# Humminbird 3D Fishfinders!



## Ruminator (Apr 6, 2004)

Anyone else still have one of the older 3D models made by Humminbird!
I bought the 3D VISION with additional sideshooting transducer and have always loved it.

I heard some bad reports but always had great performance from mine. It was way ahead of its time. (1996 model with sideshooting!)


----------



## center pin daddy (Apr 15, 2004)

I have one and just replaced with a 788 CI HD DI. Just wrapped everything up and put in a box last night. It was on the boat when I bought it used and had no manual, but I printed one off an old website. It was kinda cool with the left/right option.
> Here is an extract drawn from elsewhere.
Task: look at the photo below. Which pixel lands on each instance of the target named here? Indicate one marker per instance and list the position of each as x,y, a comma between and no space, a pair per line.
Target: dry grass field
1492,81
I used that feature a lot when fishing the channel at Mosquito.

Going for a maiden voyage this Sat to learn the new one.


----------



## Ruminator (Apr 6, 2004)

I know what you mean, I typically used just one side at a time to double its reach. 

It was great for finding bass, crappie, and saugeye along the shoreline beside trees, under pontoon boats and docks, etc.

It seems that the new sidefinders do that and more. :B


----------



## CARP 104 (Apr 19, 2004)

I was hoping you guys were referring to this:

http://store.humminbird.com/products/269446?product_id=18217436895d0c6d8b21dd8707259150

I am trying to find someone who owns one of these to get an opinion on it. Anyone ever see one in action?


----------



## Ruminator (Apr 6, 2004)

Hey Carp, I followed your link and that is pretty much exactly what the six beam 3D Vision screen would look like.

Except by the bottom tracking lines, it looks like the 967C 3D may have even more transducer beams than six, which is even better if so.
Plus its color looks like an improvement.


----------



## Ruminator (Apr 6, 2004)

center pin daddy, how do you like your new finder? 

I bought another Humminbird 3D Vision at Ebay this week!

This one will be mounted to beam sideways to do six transducer beam scans of shorelines showing all of the fish between the boat and shore, and how far out they are. 

Man, I do like what they tell me. !%


----------